Tuesday, September 2, 2008

How To Be Optimistic about the World Economy

Many, I believe, find solace in optimistism. Let me be helpful.

Assume the world to have been decoupled from the US economy so that nothing the US can do or say can hurt anyone (true?).

Assume the economic power in ascendent is China. The brilliance of the Chinese means they can always find a way out of any problem. If the world go in recession, China alone will survive - by building the fastest train from Beijing to Shanghai, by building the highest railway to Tibet, by building the biggest dam in the world.

I constantly remind myself that the Chinese have been brilliant for the last 4,000 years. What is it in the last two decades that makes the difference?

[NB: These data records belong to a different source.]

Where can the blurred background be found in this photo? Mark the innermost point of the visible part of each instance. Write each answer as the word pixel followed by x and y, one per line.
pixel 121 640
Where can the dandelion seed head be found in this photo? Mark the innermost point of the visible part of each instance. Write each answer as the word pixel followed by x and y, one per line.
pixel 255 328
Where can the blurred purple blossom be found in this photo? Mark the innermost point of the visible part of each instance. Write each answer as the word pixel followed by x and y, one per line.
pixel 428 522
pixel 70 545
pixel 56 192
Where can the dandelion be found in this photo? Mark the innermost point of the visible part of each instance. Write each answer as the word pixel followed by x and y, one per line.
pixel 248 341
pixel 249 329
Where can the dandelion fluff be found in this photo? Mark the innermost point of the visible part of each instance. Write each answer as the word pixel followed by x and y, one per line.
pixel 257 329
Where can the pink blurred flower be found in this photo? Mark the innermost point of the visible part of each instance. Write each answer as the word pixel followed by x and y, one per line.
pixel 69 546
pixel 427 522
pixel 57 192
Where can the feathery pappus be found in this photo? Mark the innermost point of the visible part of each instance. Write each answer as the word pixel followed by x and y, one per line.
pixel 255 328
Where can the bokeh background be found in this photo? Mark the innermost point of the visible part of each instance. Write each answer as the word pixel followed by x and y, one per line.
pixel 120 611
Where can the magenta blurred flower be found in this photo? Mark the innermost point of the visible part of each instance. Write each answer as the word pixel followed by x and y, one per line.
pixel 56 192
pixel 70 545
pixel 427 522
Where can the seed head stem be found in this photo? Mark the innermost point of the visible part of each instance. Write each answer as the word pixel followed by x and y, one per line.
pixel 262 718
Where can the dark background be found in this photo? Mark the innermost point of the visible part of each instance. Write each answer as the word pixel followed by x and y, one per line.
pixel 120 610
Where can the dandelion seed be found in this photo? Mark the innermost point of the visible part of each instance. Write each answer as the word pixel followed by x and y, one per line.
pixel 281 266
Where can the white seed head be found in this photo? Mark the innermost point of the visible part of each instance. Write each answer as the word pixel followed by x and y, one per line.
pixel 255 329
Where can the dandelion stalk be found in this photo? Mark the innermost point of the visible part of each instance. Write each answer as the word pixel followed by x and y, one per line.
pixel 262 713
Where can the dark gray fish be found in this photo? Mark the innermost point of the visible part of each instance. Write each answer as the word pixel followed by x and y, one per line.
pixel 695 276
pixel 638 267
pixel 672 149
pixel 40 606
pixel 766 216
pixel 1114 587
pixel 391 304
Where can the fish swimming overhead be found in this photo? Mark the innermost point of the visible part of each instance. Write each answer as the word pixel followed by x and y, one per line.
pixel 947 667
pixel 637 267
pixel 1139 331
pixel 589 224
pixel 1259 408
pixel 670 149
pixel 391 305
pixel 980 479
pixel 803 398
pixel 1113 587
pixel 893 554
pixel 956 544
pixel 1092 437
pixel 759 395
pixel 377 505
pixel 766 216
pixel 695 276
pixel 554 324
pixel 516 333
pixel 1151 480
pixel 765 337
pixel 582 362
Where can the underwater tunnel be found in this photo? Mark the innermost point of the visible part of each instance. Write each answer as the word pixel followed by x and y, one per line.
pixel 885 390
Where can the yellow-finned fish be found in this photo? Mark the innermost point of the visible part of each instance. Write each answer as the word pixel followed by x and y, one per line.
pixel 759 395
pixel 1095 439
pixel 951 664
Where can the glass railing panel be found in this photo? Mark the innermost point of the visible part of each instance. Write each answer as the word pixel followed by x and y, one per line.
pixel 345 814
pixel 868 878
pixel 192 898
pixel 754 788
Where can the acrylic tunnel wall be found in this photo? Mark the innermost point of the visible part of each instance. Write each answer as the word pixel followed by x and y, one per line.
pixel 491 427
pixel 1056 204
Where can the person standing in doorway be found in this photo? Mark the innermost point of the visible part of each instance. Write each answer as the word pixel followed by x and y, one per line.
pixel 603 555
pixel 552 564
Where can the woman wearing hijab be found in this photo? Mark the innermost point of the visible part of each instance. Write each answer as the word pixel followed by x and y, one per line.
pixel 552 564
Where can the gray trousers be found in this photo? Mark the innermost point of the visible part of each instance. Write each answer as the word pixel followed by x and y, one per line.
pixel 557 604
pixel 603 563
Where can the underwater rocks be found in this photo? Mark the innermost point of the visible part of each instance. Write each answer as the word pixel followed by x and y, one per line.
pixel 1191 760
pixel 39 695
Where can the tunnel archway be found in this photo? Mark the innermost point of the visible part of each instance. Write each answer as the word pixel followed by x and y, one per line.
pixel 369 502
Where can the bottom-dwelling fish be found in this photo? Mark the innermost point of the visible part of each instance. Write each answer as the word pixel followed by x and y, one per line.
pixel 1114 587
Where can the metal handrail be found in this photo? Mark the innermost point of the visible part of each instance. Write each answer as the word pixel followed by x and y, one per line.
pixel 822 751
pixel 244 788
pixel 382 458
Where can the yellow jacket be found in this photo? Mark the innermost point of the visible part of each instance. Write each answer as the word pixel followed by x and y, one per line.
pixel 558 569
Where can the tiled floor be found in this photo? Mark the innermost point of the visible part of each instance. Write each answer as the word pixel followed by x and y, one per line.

The most important factor has been the inflow of foreign direct investment, on the argument of the cheap Chinese labour and the largest market in the world. The first two decades have ridden on the first factor: cheap Chinese labour.

Whether China has a large market or not is yet to be seen - afterall, China has always had the largest population in the world. To turn the population into market, China must put cash in people's hands. So China have to pay higher wage rates, which means higher costs of production. Whether China growth can be sustained depends on whether China can innovate.

China therefore must be able to produce higher value-added goods for which its people desire. Only then China can raise wages and creates its own internal markets. If not, China will still have to rely on the global market to make dividends for their investments.

Critical to China today is whether it can stand tall without further FDIs and generates its own investments.